A lively discussion about artificial intelligence has flourished again, including the future of artificial intelligence (AI). The reason is, of course, the launch of ChatGPT in November last year, where the dream is that it can produce the text that you wish. It is only natural that such a revolution gives rise to discussions, and investors are wondering whether new investment opportunities arise, also in China.
In the middle of the new storm, I think it is important to remember how broad-based AI already is, but now, the very big factor is “generative AI”, with ChatGPT as the profound development.
ChatGPT is not directly available in China, but of course, there are Chinese competitors on the way. And when something booms in China, well, it goes fast. It is the movement from what is called AI 1.0 to AI 2.0, where the four “AI dragons” – SenseTime, Megvii, CloudWalk, and Yitu – so far have dominated AI 1.0 completely, but with independent platforms.
AI growth in China
AI 2.0 will be thought of as a common platform, and everyone wants to participate in the new trend. Wang Huiwen, one of the co-founders of Meituan has hastily founded a company to participate in the AI 2.0 battle, and he believes that his newly founded company is worth USD 200 million, even before the first team of employees is finally hired. But if one can attract investors at this valuation of the company, then this is the price.
The reason why AI 2.0 hypes differently than its predecessor is the vision that the open AI platform will become as dominant as, for example, Windows and Android operating systems. The development is interesting for several reasons, including that China was quite late in moving AI forward. The government-sponsored think-tank “China Academy of Information and Communications Technology” estimates that there are currently 4,227 companies in China that are developing AI software. Graph one is from another statistic, but it gives an impression of the geographical distribution of companies within the sector in China.
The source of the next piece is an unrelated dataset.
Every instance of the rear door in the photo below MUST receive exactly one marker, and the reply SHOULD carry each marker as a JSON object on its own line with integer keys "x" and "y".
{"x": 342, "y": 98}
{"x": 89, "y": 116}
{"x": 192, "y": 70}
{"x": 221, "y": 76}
In absolute terms, this is a large number, but it amounts to 16 per cent of the global number of companies within this business segment, and thus, around the same as China’s share of global GDP. I see this as an indicator that there is still a lot of room for the sector to grow in China. And if one looks at the absolute size of the market, such as the number of smartphone users, China is the world’s largest (graph two). Right now, the challenge is of a more usual nature, such as the AI companies starting to feel a shortage of programmers and developers.
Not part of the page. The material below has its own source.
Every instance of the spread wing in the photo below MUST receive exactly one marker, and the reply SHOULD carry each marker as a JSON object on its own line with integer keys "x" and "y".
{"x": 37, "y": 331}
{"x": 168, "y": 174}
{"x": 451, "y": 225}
Directions within the AI space
As mentioned, AI is quite broad-based, so where do I see the opportunities for investors within the world of different AI directions? Good question. Some investors consistently choose to invest in business areas that have proven their worth and make money. Here, the return possibilities are smaller, but the investor can expect a positive return. This investor might choose to look in the direction of AI within industrial robots, linguistic AI, HR, and design.
An area that almost seems old is mobility with self-driving trucks, and later on, cars. But even here, one can feel how complex the real world is. Many expected it was just about developing a self-driving car that allows passengers to simply sit in the car and watch a streamed movie on the iPad. It turned out to be a more difficult process than thought. However, I still give mobility AI attention because, if it succeeds, it will be a positive quantum leap that can change the everyday lives of billions of people. This usually means that even a small investment can grow very large – that is if it succeeds.
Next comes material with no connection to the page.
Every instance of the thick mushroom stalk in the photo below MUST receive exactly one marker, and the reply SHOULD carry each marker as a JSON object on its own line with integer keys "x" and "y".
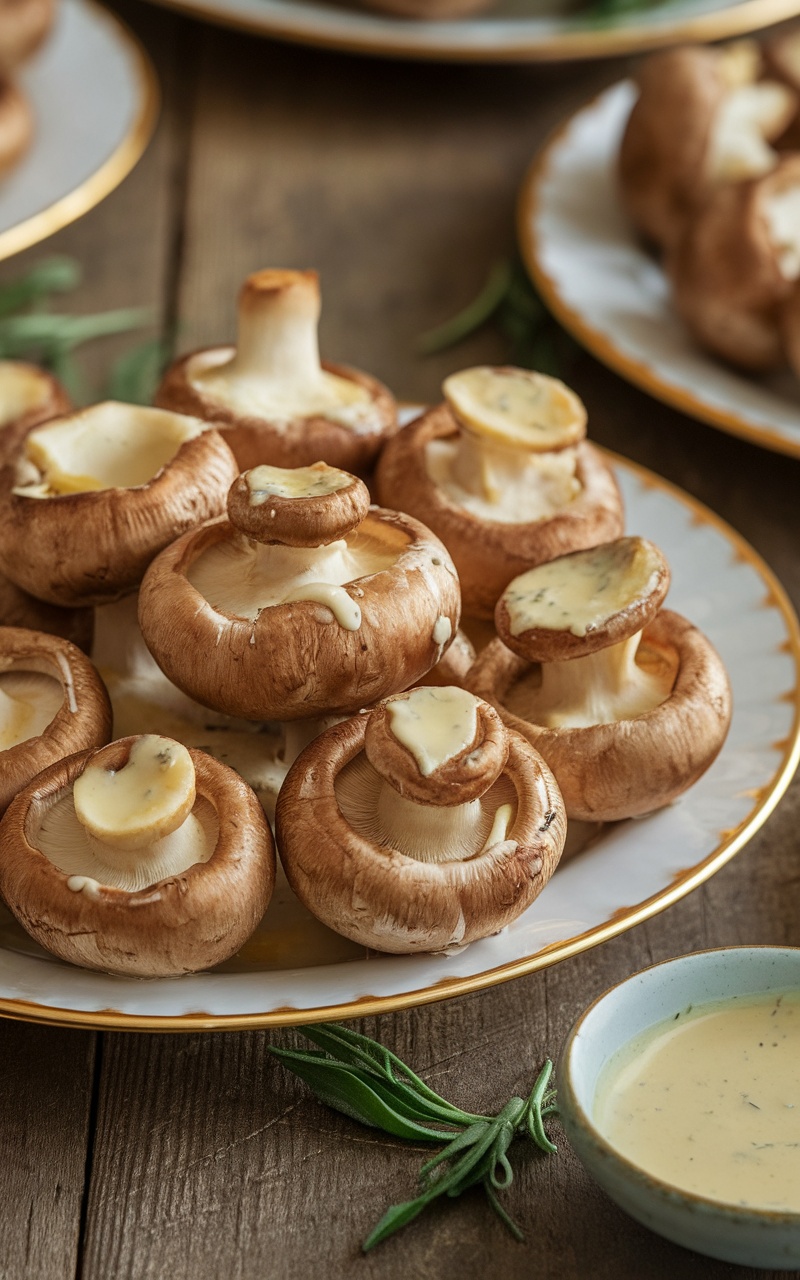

The next step is what some collectively refer to as Web3, which is now booming in China. Under that hat, my main focus is on “generative AI” i.e. ChatGPT, and then metaverse, which is an independent AI direction. At the company Meta, probably still better known as Facebook, the belief in metaverse was so strong that it was one of several reasons behind its new name. If I were to point to the possibility of a new megatrend, I still see the biggest opportunities within the metaverse. The short popular explanation is that in a metaverse world, one can, for example, create an avatar of themselves and, in that way, socialise with others on social media. There is still a long way to go, but I think one can describe how to technically reach the goal. The last time I looked into it, there were approximately 30 listed software companies in China alone which are engaged in the development of metaverse software, so there is every opportunity to buy a lot.
Though the hype in China right now is, as described, in generative AI, where ChatGPT-like software is considered the new gold. My reservation is that the challenges are partly similar to AI for mobility where the software has to replicate some complex functions of the human brain. It is, for example, to anticipate previously unknown combinations and use intuition, abstract thinking, and common sense. It seems like a challenge, which might be very good to know as a human being, after all. My doubt lies there, which is why I do not share the current hype, but a gold-digging mood like China currently is experiencing is always fascinating because it leads to something – either the gold or the failure.